We’re saying: “We bought it on behalf of Karma Dzong!” — which sounded like jibberish to them.
Then we say: “We bought it from Don Pavel,” which is true … that’s the name of the previous owner. I think when the sheriff heard that name, it made him think … maybe we were the rightful owners.
What happened was, the boy scout guy had seen us and he called the sheriff. They fired this rifle to get our attention. The sheriff was a Colorado cowboy. He says, “One of you come up here.” So I go there and I get in the Jeep with these two guys and the rifle, and we drive about a half-mile to the boy scout camp. I know John Roper was involved in the transaction, so I’m holding onto his phone number like a talisman.
I’m sitting in the car with the boy scout guy who is really pissed off. I’m sitting in the Jeep, freezing my ass off while the sheriff’s inside making phone calls. The sheriff comes back out and gets in his Jeep, and closes the door.
The boy scout guy says, “Well”
The sheriff looks at him and he says, “They own it.”
The boy scout guy takes his rifle and he slams it on the floor of the Jeep. I thought we were dead. We were hippies, and we were in fuckin’ Colorado. These were cowboys. We were hippies and they were cowboys. It was like cowboys and Indians. The Sheriff says something like, “This is the land of the free,” or something like that. So they drive me back and drop me off right at the top, not where we were. I had bare feet … I was into this barefoot thing at the time.
So, there we were … the first night on the land.
Soon after that, Tom and Jane Ryken came up and we built the main building [shown below]. Tom was the master builder, he was the guy. It was really more like a barn than anything else — a dirt floor, no insulation. There was a loft and at first there might have been six couples sleeping there. It was pretty crude and it motivated people to start building all the little huts. So what happened was the couples built huts and moved out and the single folks (mostly guys) just crashed in what we called the main building.

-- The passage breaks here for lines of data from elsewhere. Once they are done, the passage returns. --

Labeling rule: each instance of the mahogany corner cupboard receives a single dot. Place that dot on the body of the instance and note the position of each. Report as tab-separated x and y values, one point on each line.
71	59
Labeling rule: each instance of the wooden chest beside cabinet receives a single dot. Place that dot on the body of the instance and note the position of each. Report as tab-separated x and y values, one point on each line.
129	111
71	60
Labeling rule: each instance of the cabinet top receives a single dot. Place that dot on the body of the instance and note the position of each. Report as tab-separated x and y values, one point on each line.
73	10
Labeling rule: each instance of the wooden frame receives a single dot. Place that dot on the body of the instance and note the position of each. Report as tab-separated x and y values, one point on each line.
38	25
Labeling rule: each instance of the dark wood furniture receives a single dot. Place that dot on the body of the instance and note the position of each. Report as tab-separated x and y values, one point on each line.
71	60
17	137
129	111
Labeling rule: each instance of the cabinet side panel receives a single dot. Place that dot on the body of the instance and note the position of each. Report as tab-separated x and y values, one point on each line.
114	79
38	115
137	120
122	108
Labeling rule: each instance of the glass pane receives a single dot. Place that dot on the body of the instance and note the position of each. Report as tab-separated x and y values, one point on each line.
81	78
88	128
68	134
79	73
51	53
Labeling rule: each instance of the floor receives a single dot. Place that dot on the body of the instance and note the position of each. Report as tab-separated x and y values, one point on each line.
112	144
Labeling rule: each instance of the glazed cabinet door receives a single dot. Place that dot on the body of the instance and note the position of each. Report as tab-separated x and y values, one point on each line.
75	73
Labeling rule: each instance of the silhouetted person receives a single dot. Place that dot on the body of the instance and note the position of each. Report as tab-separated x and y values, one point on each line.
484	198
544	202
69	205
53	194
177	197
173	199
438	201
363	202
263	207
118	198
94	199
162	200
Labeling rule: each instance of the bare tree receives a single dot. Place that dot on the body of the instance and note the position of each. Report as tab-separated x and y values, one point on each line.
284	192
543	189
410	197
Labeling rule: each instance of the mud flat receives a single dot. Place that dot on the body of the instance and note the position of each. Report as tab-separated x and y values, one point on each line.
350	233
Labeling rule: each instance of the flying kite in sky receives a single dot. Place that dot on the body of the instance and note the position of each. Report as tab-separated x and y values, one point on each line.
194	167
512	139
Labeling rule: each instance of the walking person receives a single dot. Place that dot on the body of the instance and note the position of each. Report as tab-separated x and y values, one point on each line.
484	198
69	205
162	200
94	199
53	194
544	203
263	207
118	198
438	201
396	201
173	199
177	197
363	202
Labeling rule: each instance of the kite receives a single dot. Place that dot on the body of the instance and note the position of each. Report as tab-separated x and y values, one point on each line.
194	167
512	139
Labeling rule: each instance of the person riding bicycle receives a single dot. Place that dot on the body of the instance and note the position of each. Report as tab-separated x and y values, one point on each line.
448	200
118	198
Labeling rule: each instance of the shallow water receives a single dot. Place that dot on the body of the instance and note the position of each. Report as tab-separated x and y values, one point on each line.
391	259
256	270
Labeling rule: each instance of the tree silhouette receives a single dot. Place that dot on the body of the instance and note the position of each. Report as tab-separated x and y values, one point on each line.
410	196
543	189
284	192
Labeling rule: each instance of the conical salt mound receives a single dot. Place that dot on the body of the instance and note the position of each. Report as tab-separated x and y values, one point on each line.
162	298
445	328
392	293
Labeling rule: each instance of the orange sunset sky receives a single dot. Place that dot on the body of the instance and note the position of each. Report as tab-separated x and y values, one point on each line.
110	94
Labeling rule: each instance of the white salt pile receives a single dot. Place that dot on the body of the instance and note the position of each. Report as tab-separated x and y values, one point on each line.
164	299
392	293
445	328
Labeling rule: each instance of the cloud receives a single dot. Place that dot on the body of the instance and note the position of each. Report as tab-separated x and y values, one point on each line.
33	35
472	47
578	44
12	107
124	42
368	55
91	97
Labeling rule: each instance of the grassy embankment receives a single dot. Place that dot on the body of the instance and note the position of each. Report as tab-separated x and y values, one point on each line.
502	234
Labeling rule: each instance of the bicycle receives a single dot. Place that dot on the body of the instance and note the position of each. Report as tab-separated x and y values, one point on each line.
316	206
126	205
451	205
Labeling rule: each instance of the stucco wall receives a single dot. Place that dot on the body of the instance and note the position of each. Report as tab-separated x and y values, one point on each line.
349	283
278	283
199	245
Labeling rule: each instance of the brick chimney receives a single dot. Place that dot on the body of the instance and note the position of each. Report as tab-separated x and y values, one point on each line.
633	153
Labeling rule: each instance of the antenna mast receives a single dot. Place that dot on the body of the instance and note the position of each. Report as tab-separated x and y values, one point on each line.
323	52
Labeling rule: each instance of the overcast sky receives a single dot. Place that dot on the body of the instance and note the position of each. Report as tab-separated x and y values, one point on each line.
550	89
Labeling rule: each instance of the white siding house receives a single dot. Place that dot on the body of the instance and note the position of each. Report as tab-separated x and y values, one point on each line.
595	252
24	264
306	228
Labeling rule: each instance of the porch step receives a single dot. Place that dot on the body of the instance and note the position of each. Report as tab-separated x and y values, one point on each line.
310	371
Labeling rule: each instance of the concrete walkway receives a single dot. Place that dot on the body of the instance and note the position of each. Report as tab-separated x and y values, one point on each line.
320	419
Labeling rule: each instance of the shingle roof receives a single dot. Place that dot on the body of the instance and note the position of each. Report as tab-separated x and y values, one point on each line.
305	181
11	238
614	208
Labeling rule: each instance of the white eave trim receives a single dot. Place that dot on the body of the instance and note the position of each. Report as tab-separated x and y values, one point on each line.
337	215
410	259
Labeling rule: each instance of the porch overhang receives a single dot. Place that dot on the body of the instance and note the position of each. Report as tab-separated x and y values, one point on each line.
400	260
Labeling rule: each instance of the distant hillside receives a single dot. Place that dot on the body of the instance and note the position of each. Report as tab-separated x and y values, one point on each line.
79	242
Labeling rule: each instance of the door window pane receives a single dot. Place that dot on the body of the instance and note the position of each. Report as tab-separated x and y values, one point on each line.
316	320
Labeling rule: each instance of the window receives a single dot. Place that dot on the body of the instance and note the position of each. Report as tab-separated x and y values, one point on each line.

We had Thanksgiving dinner and Rinpoche came up. I remember that we drank a lot; we listened to Fleetwood Mac and the Rolling Stones. Rinpoche came up a few times; it wasn’t just Thanksgiving. First it was just called The Land, then it was Karma Dzong Mountain Center, or Karma Dzong Meditation Center. Then it became Rocky Mountain Meditation Center, RMMC. The joke was that it was the Rocky Mountain Motorcycle Club. Then it became Rocky Mountain Dharma Center, which was quite a bit later.

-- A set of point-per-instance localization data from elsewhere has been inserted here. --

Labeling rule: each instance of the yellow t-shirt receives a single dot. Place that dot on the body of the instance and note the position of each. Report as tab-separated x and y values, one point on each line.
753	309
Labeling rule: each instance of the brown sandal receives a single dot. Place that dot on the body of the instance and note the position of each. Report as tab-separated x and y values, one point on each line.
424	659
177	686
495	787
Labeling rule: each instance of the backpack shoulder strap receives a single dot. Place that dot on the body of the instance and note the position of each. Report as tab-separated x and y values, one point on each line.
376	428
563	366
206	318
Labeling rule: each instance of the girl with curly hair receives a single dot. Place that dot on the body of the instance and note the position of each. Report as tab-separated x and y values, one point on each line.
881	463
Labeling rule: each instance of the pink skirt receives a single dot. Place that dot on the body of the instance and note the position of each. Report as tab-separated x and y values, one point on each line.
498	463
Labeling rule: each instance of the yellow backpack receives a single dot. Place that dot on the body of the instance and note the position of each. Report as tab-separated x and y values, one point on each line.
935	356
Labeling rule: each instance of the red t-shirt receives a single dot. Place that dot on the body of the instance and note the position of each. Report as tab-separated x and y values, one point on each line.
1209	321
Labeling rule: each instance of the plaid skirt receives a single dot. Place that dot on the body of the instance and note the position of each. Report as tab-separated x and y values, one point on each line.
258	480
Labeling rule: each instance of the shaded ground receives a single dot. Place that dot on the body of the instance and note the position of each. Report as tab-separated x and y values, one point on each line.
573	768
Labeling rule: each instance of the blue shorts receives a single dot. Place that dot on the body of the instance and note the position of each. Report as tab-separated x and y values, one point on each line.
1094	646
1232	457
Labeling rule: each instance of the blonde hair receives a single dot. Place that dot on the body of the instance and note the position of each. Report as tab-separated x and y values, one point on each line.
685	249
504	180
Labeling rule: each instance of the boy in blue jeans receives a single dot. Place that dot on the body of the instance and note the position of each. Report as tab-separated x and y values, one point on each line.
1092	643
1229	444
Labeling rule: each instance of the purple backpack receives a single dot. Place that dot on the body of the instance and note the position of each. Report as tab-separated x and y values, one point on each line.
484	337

Rinpoche comes up one night and we have a shrine, right The shrine’s there with five offering bowls and a picture and tea and incense. We’re all sort of staring at the shrine, sitting on the couches. Rinpoche says, “What do you do at night” So Zanto (Terry Mason) jumps up and picks up the shrine cloth, and throws it over the offering bowls. Under the shrine cloth is a TV. It’s a TV set with a shrine on top. Rinpoche says, “Hmm, Tibetan Buddhism in America.” Which of course we all laughed at. Then we watched Children of the Damned on TV. Of course this is before the days of VCRs. We had an antenna, so we could pick up Laramie, Wyoming — which wasn’t that far. So, 17 of us watched Children of the Damned with Rinpoche with the shrine cloth covering the shrine.

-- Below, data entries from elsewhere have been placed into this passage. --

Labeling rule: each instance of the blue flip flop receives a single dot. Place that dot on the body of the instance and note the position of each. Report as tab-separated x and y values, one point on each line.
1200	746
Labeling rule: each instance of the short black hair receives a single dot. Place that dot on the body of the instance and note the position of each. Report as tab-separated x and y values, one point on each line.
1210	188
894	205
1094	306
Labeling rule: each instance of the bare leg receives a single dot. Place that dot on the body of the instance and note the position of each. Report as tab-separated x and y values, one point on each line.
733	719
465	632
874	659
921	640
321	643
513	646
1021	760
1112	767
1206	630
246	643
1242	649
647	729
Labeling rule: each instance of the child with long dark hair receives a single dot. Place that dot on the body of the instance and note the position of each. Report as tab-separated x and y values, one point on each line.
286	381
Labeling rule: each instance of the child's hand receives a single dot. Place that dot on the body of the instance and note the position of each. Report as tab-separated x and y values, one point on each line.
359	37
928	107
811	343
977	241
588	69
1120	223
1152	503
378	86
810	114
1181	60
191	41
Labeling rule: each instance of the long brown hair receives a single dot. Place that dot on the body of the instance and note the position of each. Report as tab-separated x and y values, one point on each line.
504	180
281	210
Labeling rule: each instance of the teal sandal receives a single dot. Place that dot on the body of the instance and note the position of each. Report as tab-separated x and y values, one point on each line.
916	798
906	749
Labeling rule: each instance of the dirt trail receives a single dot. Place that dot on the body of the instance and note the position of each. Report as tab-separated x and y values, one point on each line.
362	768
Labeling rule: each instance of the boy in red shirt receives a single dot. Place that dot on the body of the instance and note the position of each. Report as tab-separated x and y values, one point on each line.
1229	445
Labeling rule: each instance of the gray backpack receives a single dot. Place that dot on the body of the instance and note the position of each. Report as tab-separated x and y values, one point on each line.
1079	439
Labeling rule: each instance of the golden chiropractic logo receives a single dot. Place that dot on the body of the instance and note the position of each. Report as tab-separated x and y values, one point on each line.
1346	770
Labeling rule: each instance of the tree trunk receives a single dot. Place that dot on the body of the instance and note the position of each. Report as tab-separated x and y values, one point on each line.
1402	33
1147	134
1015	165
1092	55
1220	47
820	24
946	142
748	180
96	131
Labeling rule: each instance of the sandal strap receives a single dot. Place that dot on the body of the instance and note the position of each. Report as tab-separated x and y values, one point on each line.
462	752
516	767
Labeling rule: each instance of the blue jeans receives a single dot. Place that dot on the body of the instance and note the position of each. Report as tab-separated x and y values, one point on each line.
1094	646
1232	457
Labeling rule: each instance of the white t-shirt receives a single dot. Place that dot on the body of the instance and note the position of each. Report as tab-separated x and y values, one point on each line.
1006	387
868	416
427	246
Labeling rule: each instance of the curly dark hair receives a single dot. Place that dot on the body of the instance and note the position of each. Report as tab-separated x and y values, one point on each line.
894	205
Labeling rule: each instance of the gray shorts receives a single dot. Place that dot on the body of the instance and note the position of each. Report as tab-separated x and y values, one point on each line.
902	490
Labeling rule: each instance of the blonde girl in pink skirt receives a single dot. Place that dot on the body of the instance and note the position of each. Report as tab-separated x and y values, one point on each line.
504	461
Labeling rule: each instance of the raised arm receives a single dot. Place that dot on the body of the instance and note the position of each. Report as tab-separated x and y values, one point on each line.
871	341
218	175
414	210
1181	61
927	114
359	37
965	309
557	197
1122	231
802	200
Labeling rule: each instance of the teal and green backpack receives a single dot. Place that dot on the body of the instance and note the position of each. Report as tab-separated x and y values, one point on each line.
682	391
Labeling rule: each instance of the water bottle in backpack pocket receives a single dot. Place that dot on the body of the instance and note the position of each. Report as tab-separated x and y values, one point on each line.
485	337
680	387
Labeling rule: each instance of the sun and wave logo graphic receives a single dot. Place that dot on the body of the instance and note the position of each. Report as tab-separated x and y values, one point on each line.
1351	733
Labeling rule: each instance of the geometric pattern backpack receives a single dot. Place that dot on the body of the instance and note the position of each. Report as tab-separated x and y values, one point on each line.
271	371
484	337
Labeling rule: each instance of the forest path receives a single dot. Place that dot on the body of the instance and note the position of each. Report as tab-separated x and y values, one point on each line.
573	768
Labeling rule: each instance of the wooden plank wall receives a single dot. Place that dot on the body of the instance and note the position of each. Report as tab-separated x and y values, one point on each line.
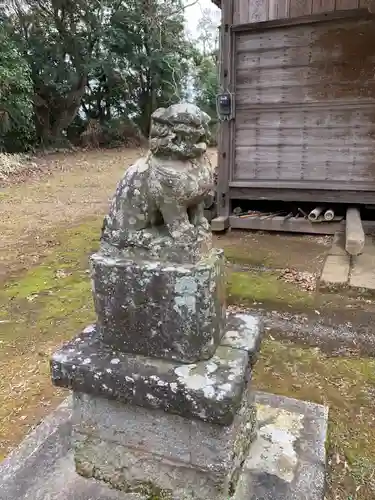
255	11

After that it got kind of settled. People built buildings. It was a good thing that it snowed in September that first year because you realized … this was not fuckin’ around. We were at 9,000 ft. That first winter everyone built huts.
The second year, people built different things, like the dome, the yurt. I built the dome. I dug the holes by hand, mixed the concrete with the gasoline cement mixer. Emur (Terry Kemp) built the house that became Prajna. He had a terrible car accident where Binky (one of the Pygmies) and his wife died. He got some insurance money from that, $15,000 or so, which was all the money in the world at that time. So he built Prajna.